Reconstruction of populations by age, sex and level of educational attainment for 120 countries for 1970-2000

Journal: Vienna Yearbook of Population Research
Volume: 2007, pages 193-235
Publisher: Verlag der Österreichischen Akademie der Wissenschaften
DOI: 10.1553/populationyearbook2007s193

Wolfgang Lutz (1), Anne Goujon (2), Samir K.C. (3) and Warren Sanderson (4)

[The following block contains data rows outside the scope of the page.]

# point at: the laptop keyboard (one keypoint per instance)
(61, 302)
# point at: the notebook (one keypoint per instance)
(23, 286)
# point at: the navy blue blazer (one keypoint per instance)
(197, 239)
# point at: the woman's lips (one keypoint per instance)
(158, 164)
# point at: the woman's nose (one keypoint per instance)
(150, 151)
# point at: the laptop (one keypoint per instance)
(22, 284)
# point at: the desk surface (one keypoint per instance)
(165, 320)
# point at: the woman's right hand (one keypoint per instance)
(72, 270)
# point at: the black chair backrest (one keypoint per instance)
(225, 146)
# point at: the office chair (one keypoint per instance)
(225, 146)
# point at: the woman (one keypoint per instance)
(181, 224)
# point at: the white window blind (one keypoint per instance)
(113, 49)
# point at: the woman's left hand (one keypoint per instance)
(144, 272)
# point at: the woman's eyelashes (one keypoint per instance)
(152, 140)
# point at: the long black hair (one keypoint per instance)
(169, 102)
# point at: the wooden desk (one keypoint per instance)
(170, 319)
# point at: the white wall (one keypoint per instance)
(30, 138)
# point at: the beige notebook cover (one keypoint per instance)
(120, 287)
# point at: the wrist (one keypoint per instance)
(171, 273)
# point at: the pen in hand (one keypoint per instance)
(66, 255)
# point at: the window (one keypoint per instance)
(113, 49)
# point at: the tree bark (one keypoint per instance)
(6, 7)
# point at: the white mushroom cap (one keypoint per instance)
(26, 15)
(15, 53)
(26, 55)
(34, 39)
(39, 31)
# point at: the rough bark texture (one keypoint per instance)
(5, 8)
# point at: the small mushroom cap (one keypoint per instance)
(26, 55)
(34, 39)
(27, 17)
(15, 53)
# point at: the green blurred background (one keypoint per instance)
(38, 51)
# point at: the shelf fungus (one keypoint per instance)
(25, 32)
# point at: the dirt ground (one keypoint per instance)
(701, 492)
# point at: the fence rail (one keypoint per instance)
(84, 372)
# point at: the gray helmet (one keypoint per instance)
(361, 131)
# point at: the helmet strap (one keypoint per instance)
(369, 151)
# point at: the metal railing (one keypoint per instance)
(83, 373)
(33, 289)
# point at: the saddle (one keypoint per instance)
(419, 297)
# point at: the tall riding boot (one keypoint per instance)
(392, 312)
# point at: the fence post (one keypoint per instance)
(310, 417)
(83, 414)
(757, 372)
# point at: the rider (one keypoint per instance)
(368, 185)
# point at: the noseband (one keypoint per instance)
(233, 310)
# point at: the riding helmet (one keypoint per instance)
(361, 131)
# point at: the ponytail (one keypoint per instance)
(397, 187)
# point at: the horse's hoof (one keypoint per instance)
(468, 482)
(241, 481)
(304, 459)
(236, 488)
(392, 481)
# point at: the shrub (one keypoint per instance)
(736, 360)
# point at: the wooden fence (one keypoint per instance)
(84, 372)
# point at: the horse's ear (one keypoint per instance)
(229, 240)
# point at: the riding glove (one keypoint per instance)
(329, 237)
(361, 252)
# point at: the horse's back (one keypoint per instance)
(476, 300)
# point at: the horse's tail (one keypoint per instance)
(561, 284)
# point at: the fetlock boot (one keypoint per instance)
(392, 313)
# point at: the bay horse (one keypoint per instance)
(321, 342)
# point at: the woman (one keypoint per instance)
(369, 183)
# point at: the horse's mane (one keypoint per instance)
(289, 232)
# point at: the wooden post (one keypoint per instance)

(1) author for correspondence, World Population Program, International Institute for Applied Systems Analysis (IIASA), Schlossplatz 1, 2361 Laxenburg, Austria and Vienna Institute of Demography, Austrian Academy of Sciences, Vienna, Austria. Email: lutz@iiasa.ac.at
(2) Vienna Institute of Demography, Austrian Academy of Sciences, Vienna, Austria and World Population Program, International Institute for Applied Systems Analysis (IIASA), Laxenburg, Austria.
(3) World Population Program, International Institute for Applied Systems Analysis (IIASA), Laxenburg, Austria.
(4) Departments of Economics and History, State University of New York at Stony Brook, USA and World Population Program, International Institute for Applied Systems Analysis (IIASA), Laxenburg, Austria.

Abstract

Using demographic multi-state methods for back projecting the populations of 120 countries by age, sex and level of educational attainment from 2000 to 1970 (covering 93 percent of the 2000 world population), this paper presents an ambitious effort to reconstruct human capital data which are essential for empirically studying the aggregate level returns to education. Unlike earlier reconstruction efforts, this new dataset jointly produced at the International Institute for Applied Systems Analysis (IIASA) and the Vienna Institute of Demography (VID) gives the full educational attainment distributions for four categories (no education, primary, secondary and tertiary education) by five-year age groups and with definitions that are strictly comparable across time. Based on empirical distributions of educational attainment by age and sex for the year 2000, the method moves backward along cohort lines while explicitly considering the fact that men and women with different education have different levels of mortality. The resulting dataset will allow new estimates on the impact of agespecific human capital growth on economic growth and first results show—unlike earlier studies—a consistently positive effect.